Rumors of a data breach at a major New York bank started circulating more than a week ago in cybersecurity circles. So for insiders, news that JPMorgan Chase had been victimized was more confirmation than revelation, the latest headline from a digital crime wave that shows no sign of ebbing.
But for the millions of customers of JPMorgan Chase, the news reports that began appearing Wednesday were the first indication that their personal information might have been stolen by hackers. Like Target, Neiman Marcus, and countless other companies, the nation’s largest bank chose to keep evidence of a cybercrime private until journalists forced the issue.
This reticence is both deeply rooted within corporate America and, to some consumer advocates, deeply infuriating. Had a family’s precious jewelry been stolen from a safe deposit box, any bank would have quickly notified the affected customer. Yet loss of personal information, especially when it happens on a mass scale, is treated differently, both by the law and by industry custom.
The result is that weeks, or longer, can pass between when a company learns of a cybercrime and when its customers do. That gap, say security experts, can amount to crucial lost time for people who might want to protect themselves by monitoring transactions, changing passwords or alerting other relevant parties — such as a credit card company — that the risk of fraud or identity theft is elevated.
‘‘There have been so many breaches where companies have held information for so long that more disclosure would force companies to do a better job being accountable to consumers,’’ said Ed Mierzwinski, consumer program director at US Public Interest Research Group.
The seriousness of the JPMorgan Chase breach, which involves at least one other bank as well, remains uncertain, though some reports said account data may have been compromised for some customers.

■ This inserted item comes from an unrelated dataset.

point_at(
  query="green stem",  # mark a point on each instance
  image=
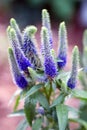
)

Bloomberg News first reported the intrusion Wednesday, saying that the FBI was investigating the possibility that Russian hackers had launched an attack in retaliation for US sanctions. Other investigators have expressed skepticism about that possibility but have not ruled it out.
JPMorgan Chase posted a notice on its website saying, ‘‘The security of your Chase accounts is one of our highest priorities,’’ with general tips on how to protect personal banking security. But it didn’t directly address the numerous news reports of a data breach, nor did it offer details about what happened and who might be affected.
A spokesperson for JPMorgan Chase said it will notify consumers if it determines they have been impacted but declined to say when or how. JPMorgan Chase also declined to comment on when it first learned of the data breach.
The interests of consumers and authorities sometimes diverge, said Neil MacBride, former US attorney for the Eastern District of Virginia and now a partner at Davis, Polk & Wardwell. ‘‘Consumers want immediate notification from the breached company, while law enforcement may want several days or weeks to investigate a crime scene before hackers are tipped off that the cops are on their tail.’’
Notification is a notoriously cumbersome and costly process for companies that have data breaches. Forty-seven states and the District of Columbia have laws governing such disclosures, and a company with a nationwide customer base may have to comply with them all.
There also are notification requirements specific to banks under federal law. Publicly traded companies must report ‘‘material breaches’’ from cybercrime in disclosures to investors. And the Federal Trade Commission investigates some corporate data breaches, especially when there is evidence that security measures were not up to industry standards.
The result is a mish-mash of rules and regulations that, in practice, force companies to disclose data breaches but rarely require them to do so quickly.
The work involved in notification was a top goal of those who pushed for state notification laws. They wanted to raise the cost of data breaches in order to provide companies with incentive to implement better security practices.
‘‘It wasn’t about providing a lot of notice to consumers. It was about seeking some visibility about lax security procedures,’’ said Deirdre Mulligan, a professor at the University of California, Berkeley, School of Information who help craft California’s data breach law, which when it passed in 2002 was the nation’s first.
But 12 years later, as the incidents continue to pile up, some experts say the time has come to revisit the subject — with the goal of prioritizing the interests of the consumers who are affected.
‘‘We’ve got this kind of patchwork, but given the frequency and visibility of these breaches, we ought to have a much more rigorous conversation in this country about data security policy,’’ said Woodrow Hartzog, a Samford University law professor.
Until then, companies typically are free to take the initiative of notifying their customers quickly.